Les vieux-calendaristes avaient-ils raison au-delà de leur réaction instinctive ? Le calendrier est-il un objet qui mérite de faire un schisme ? J’ai déjà expliqué, que Jésus avait prêché dans un temple dont le calendrier avait changé avant son incarnation, et que donc, d’une certaine façon, la réaction essénienne, semblable à celle des vieux-calendaristes actuels était ainsi invalidée par le Seigneur lui-même. Il me semble aujourd’hui, que cette analyse est incomplète et impropre. Pourquoi ? Parce que je ne connais pas les détails de la réforme calendaire juive qui a mené les esséniens dans le désert. La réforme calendaire de 1920 est doublement problématique : elle n’est pas conciliaire, et n’est pas motivée par des raisons recevables mais bien par l’œcuménisme. Les vieux-calendaristes sont injustement réduits à cette problématique calendaire lorsque qualifiés ainsi au final. Ils ne se battent pas pour un calendrier comme un fétiche de vieux-croyants russes. Ils se battent contre l’œcuménisme, cet insidieux poison moderne qui pointe vers la religion mondiale.

En fait les vieux-calendaristes renvoient cette question : où commence la compromission avec l’inacceptable ? C’est finalement à cela que nous sommes confrontés lorsque nous contemplons ces plus ou moins grands groupes qui vivent et prient à côté de nous. Car, ce que disent ces structures est que chaque compromis ouvre la voie vers le compromis suivant.
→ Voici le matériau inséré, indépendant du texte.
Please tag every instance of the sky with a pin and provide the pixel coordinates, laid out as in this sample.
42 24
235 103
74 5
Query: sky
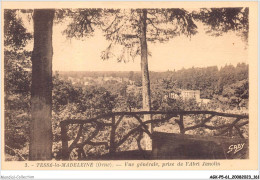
180 52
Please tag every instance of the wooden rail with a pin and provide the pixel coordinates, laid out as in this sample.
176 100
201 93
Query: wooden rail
110 120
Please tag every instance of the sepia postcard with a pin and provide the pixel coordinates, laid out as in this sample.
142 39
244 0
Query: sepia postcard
129 86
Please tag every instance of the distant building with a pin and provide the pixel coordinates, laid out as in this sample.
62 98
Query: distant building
188 94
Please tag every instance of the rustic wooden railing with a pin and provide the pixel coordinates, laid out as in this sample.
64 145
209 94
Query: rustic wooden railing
112 121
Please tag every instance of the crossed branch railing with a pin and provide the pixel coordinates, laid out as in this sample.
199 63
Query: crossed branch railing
110 120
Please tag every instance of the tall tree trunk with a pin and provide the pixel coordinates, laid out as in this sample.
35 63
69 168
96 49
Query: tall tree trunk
41 90
145 75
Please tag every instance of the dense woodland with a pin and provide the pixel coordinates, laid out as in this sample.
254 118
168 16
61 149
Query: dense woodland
227 88
29 83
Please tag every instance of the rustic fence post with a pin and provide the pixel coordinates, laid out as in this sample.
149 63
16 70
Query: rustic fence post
112 147
64 138
181 125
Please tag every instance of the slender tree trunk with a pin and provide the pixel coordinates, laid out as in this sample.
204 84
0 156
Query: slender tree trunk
41 90
145 76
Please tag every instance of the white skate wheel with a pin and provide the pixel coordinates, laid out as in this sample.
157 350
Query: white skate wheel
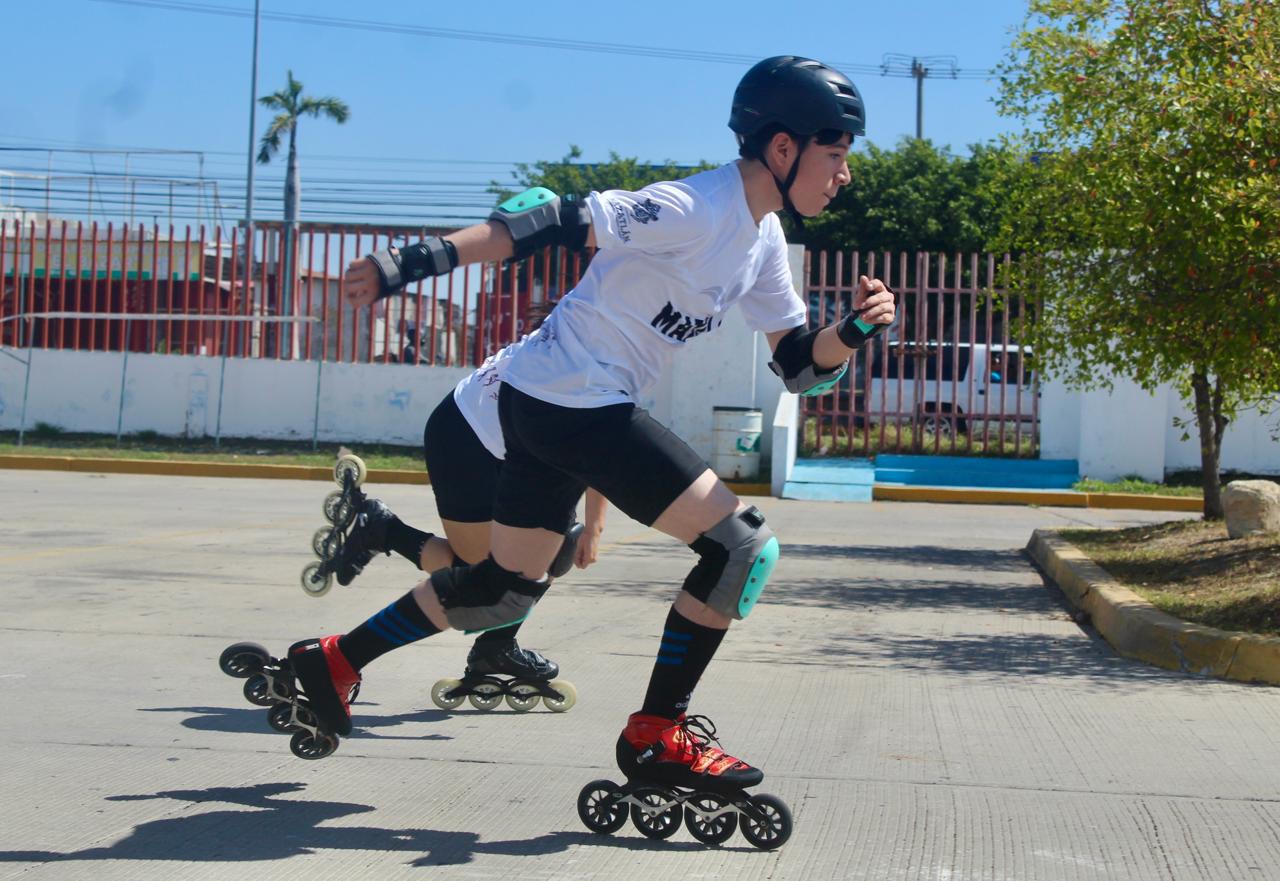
522 697
565 703
485 695
312 584
350 464
442 688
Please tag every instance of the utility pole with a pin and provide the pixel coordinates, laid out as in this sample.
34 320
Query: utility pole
248 181
918 67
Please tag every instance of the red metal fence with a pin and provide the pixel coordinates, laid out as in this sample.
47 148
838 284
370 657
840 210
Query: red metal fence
946 378
109 269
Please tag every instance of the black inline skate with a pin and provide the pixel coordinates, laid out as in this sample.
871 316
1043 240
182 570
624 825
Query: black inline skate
309 692
673 772
503 670
346 553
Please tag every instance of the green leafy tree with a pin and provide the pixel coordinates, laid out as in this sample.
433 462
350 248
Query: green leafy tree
292 105
572 177
1148 204
914 197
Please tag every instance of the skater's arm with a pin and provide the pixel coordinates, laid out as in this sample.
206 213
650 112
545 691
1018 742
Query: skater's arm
589 544
519 227
812 361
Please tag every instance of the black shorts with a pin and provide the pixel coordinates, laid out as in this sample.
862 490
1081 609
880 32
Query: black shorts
464 473
554 452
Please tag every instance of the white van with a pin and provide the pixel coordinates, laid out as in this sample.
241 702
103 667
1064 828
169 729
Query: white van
947 388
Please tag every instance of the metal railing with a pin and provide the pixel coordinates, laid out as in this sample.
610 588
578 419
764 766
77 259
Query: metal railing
946 378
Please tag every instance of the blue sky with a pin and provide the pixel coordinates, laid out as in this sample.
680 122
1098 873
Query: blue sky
453 114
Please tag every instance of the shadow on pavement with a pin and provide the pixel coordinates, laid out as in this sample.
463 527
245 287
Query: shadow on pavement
268 827
251 720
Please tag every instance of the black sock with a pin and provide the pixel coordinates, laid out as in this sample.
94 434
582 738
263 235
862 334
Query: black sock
499 635
400 624
406 541
686 649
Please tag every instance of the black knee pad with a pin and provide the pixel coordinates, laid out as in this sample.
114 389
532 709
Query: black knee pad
735 558
485 596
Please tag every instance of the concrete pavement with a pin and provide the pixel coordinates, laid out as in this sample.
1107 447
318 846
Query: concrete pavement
909 684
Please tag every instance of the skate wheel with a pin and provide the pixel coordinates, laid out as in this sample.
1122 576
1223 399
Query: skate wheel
314 584
243 660
563 703
338 510
658 813
312 745
485 695
440 695
327 542
598 809
352 465
771 826
711 818
522 697
280 717
257 690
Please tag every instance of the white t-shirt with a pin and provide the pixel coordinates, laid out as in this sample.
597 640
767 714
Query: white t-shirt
476 397
673 258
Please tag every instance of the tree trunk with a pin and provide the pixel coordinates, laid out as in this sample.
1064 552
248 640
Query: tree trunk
1208 419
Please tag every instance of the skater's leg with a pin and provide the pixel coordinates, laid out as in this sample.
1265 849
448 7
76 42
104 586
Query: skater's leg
469 542
405 621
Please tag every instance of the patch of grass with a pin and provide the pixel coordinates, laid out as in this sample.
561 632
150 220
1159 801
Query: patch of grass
152 446
1136 485
1192 570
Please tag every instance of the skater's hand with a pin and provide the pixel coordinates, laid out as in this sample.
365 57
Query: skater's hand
361 283
876 301
588 548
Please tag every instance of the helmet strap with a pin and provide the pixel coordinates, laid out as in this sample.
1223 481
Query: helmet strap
785 186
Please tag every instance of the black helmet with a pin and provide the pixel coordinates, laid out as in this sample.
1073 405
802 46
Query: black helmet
803 95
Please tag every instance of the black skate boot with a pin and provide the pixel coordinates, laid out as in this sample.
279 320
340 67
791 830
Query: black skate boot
368 537
675 772
309 692
510 660
485 681
563 560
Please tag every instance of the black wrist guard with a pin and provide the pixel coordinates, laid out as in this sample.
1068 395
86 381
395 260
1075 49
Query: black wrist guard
412 263
854 332
792 363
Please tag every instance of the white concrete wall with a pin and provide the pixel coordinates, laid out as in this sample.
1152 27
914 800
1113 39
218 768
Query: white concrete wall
178 396
1127 430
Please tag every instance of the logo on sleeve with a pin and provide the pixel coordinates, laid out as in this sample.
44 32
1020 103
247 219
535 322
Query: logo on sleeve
647 211
620 220
675 324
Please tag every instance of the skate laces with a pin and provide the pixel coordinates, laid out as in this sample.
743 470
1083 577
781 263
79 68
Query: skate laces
699 735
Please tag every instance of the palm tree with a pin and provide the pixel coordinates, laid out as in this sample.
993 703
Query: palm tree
292 104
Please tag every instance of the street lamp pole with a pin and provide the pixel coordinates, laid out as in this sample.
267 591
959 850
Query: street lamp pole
248 177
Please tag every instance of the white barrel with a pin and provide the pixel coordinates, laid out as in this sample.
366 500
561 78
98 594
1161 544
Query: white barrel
736 442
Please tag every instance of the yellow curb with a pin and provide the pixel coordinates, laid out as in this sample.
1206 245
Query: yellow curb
1138 630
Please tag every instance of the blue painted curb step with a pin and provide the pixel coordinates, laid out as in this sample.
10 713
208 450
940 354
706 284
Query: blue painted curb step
851 479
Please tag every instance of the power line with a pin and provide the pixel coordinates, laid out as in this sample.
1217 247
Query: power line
507 39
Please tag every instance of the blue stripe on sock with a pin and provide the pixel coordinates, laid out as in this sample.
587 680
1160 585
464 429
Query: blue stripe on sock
405 624
383 633
388 622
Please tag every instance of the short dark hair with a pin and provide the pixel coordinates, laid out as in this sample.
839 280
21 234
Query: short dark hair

C’est comme le péché. Chaque péché, ouvre la voie vers un péché plus grand. Le calendrier, qui était un compromis qui pouvait sembler acceptable, alors que le prix était déjà élevé, ouvre la voie vers l’acceptation d’une papauté orthodoxe qui vendra l’orthodoxie sur l’autel de la réunification. Où la lutte est-elle la plus efficace contre ce mouvement puissant ? depuis l’Église « officielle » ou depuis ces structures plus modestes ? La question aujourd’hui, se pose avec acuité.